EKONOMİ - 10 Kasım 2025 Pazartesi 14:18

Tüketicilerin yüzde 85’i markaların çevresel ve toplumsal konularda sorumluluk üstlenmelerini bekliyor

A
A
A
Tüketicilerin yüzde 85’i markaların çevresel ve toplumsal konularda sorumluluk üstlenmelerini bekliyor

TAB Gıda, Sürdürülebilirlik Akademisi ile iş birliği içerisinde hayata geçirdiği "Sürdürülebilir Tabağın İzinde: Türkiye’de Fast Food Sektöründe Tüketim Davranışları ve Algısı Araştırması" sonuçlarını açıkladı. Çarpıcı sonuçlara ulaşılan araştırmaya göre, tüketicilerin yüzde 85’i, markalardan çevresel ve toplumsal konularda sorumluluk üstlenmelerini ve bu alanlarda somut adımlar atmalarını bekliyor.



Hızlı servis restoran işletmecisi TAB Gıda, "Bir hamburgerden daha fazlasıyız" diyerek gıdaya saygı yaklaşımıyla tüketicilere güvenli, yenilikçi ve sürdürülebilir gıda çözümleri sunarken, tüketicilerin değişen beklenti ve taleplerini anlamak için araştırmalar yapmaya devam ediyor. Bu kapsamda şirket, Sürdürülebilirlik Akademisi ile iş birliği içerisinde hazırlanan "Sürdürülebilir Tabağın İzinde: Türkiye’de Fast Food Sektöründe Tüketim Davranışları ve Algısı Araştırması" sonuçlarını açıkladı. Çarpıcı sonuçlara ulaşılan araştırmaya göre hızlı servis restoran işletmeciliğinde tüketicilerin taleplerinin değiştiği yeni bir dönem başlıyor.
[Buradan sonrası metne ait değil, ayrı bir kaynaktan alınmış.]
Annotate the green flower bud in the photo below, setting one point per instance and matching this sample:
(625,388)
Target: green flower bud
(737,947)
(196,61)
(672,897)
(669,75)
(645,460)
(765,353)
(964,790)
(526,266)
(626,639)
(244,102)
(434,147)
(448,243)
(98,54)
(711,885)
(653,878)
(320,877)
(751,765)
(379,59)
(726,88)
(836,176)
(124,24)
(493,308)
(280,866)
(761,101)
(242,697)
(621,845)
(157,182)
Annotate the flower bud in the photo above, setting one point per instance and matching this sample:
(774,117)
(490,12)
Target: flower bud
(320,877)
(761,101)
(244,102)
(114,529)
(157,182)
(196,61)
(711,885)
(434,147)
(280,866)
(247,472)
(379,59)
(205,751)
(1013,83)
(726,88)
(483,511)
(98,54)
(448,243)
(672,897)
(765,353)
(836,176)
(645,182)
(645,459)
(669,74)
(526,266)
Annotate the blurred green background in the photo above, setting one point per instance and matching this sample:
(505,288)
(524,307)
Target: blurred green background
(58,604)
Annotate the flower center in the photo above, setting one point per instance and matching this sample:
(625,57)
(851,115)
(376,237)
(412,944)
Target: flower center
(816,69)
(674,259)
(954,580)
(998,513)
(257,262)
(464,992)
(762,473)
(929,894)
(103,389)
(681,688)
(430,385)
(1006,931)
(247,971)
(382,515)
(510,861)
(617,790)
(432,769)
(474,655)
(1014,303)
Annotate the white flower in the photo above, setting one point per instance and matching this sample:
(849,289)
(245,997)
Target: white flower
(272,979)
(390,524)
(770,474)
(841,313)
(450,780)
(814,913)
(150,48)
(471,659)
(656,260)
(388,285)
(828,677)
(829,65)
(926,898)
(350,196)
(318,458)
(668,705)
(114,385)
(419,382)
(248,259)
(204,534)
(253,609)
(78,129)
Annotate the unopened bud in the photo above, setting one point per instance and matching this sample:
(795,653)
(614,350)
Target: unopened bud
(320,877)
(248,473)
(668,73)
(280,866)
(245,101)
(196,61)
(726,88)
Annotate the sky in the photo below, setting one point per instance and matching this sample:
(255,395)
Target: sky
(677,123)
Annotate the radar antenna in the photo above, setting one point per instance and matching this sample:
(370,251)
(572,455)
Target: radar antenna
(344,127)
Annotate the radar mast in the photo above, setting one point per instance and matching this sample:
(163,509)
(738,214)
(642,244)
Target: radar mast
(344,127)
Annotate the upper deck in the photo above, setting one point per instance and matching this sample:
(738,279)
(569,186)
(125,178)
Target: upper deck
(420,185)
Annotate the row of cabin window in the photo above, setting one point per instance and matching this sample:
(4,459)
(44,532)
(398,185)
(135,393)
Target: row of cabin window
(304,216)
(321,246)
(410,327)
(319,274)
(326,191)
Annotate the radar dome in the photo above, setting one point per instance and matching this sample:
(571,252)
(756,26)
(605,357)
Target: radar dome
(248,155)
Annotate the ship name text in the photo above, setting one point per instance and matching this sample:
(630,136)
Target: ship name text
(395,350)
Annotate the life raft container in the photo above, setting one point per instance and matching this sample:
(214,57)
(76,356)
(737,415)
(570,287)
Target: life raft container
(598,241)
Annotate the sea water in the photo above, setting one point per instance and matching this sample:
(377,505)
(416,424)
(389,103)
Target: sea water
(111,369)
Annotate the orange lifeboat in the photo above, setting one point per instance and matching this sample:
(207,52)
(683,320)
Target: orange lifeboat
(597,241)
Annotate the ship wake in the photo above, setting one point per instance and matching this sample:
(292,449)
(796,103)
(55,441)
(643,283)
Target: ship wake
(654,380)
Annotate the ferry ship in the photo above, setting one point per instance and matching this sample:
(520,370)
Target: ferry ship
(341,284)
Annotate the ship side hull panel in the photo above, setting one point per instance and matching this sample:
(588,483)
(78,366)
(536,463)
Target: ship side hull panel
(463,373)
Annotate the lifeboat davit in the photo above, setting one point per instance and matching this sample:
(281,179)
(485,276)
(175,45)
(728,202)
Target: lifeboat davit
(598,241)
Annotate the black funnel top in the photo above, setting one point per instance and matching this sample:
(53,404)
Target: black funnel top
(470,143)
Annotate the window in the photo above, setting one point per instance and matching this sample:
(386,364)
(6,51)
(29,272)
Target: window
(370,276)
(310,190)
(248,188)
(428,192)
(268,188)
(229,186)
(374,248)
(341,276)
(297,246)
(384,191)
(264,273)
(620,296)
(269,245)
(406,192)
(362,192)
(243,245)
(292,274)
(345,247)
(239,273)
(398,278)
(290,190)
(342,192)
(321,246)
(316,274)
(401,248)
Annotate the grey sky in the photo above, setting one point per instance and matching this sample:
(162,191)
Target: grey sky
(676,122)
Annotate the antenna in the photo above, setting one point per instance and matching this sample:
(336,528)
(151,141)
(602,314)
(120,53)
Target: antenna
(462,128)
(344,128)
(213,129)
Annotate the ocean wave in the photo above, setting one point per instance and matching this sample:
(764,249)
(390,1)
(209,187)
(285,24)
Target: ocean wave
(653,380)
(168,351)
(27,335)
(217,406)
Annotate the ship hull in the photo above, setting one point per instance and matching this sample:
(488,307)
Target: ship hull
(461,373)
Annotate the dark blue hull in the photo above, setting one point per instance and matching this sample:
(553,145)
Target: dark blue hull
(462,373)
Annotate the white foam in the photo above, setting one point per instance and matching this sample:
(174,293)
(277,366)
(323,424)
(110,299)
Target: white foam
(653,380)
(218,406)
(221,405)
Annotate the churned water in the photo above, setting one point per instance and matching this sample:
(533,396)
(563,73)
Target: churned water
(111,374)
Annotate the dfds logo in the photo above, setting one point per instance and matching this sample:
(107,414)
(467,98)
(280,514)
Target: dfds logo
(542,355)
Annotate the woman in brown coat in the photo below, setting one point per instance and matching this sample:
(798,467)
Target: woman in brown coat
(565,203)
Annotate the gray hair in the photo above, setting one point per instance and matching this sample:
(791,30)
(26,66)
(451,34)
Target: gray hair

Araştırma sonuçlarıyla ilgili açıklamalarda bulunan TAB Gıda CMO’su Caner Alpaslan, "Bu araştırma sektörümüzde sürdürülebilirliğin; ekonomi, hijyen, israf yönetimi, yerli üretim ve şeffaflık eksenlerinde şekillenen bir algıyla tüketicinin aklında yer ettiğini gösteriyor. Ekonomi hala tüketici davranışlarının merkezinde yer alsa da tüketiciler sektörümüzdeki işletmelerden sadece çevresel değil somut uygulamalar ve açık bilgi paylaşımına dayalı güven veren markalar oluşturmasını bekliyor. Şirket olarak, her gün 1 milyonu aşkın misafire hizmet verirken sadece hızlı ve lezzetli deneyimler sunmakla kalmıyor, aynı zamanda erişilebilirliği, gıda güvenliğini, yüksek kaliteyi ve çevresel duyarlılığı iş yapış biçimimizin ayrılmaz bir parçası haline getirerek sürdürülebilirlikte de sektörümüze öncülük ediyoruz. "Ne Yediğini Bil" platformu ile ürünlerin kaynağından gıda güvenliği sertifikalarına kadar olan tüm detayları şeffaf bir şekilde tüketicilerimize sunuyoruz. Tüm hammaddelerimizi TFI TAB Gıda Yatırımları çatısı altındaki ekosistem şirketleri aracılığıyla temin ederek tedarik zincirini uçtan uca kontrol edebiliyoruz. Elde ettiğimiz iç görülerle bu çalışmaları daha da ileri seviyeye taşıyarak tüketicilerin sürdürülebilir hızlı servis restoran işletmecisi olma hedefi doğrultusunda ilerleyeceğiz. Yaptığımız bu araştırmanın herkese ilham vereceğine ve sektörün sürdürülebilirliğine önemli katkılar sağlayacağına inanıyoruz" dedi.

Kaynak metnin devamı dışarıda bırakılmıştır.